Li obtient la permission de quitter la Chine en 1981 et retrouve ses amis et sa famille pour la première fois en 32 ans, d’abord à Hong Kong, puis au Canada. En 1983, elle immigre à Toronto, au Canada, et occupe le poste de prêtre assistante dans l’Église anglicane de St Matthew et St John, une Église partagée par des congrégations anglophones et sinophones.
En 1984, l’Église d’Angleterre invite Li à l’abbaye de Westminster pour reconnaître et célébrer officiellement le 40ème anniversaire de son ordination.
Une source d’inspiration pour tous et toutes
Li a conclu ses mémoires en disant : « Je voudrais que l’histoire de ma vie encourage les femmes à servir Dieu avec patience et bonheur… Peut-être puis-je être une petite, toute petite force pour les aider. Je l’espère »[4].
La persévérance de la foi, de la vocation et du ministère de Li au cœur de la guerre, d’une politique confessionnelle patriarcale, de bouleversements politiques et de persécutions est une véritable source d’inspiration. Son engagement durable envers son appel à la prêtrise a ouvert la voie à l’ordination des femmes dans la Communion anglicane, laissant un héritage durable que l’on peut voir dans le monde entier aujourd’hui.
Outre le fait que Li soit la première femme prêtre anglicane et un exemple de foi audacieuse et inébranlable, son histoire est importante car elle brise le moule de ce que nous attendons d’un prêtre.
Combien d’entre nous ont été conditionnés à s’attendre à un homme, surtout un homme blanc, lorsque nous entendons le mot « prêtre » ? Quant à la première femme prêtre anglicane, avez-vous été choqué d’apprendre qu’il s’agissait d’une Chinoise ? Moi, je l’ai été !
Son histoire compte parce que la représentation compte.

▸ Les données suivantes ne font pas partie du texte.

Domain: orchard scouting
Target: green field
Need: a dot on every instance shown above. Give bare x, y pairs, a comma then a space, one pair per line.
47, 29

À l’âge de 75 ans, Li a continué à exercer dans sa paroisse de Toronto. Dans la biographie de Li, la révérende Alison Kemper a dit des femmes âgées de la congrégation :
« Lorsque Florence [administre la communion], elles voient quelqu’un qui leur ressemble beaucoup, quelqu’un qui a connu l’abondance et la pauvreté, qui a fait l’expérience de la guerre, qui a des petits-enfants et des neveux – et des infirmités… Elle rend la liturgie encore plus proche d’eux[5] ».
L’Église ne se résume pas à un sexe, une race, une ethnie, un âge, une nationalité, un type de corps ou une capacité. La richesse de l’Église de Dieu se déploie lorsque nous diversifions les personnes et les histoires auxquelles nous faisons de la place.
De cette manière, davantage de personnes, jeunes et moins jeunes, hommes et femmes, avec ou sans infirmités, sont vues avec la plénitude de l’imago Dei en elles.
Se retrouver dans l’histoire de Li
Faisons un essai ensemble. Je vais résumer la vie de Li et je vous invite à essayer de trouver un point de résonance entre vous et Li, comme par exemple la façon dont les femmes âgées de sa congrégation se sont vues à travers son leadership. Peut-être vous reconnaîtrez-vous dans son histoire, ou peut-être son histoire vous donnera-t-elle de l’espoir pour votre propre parcours.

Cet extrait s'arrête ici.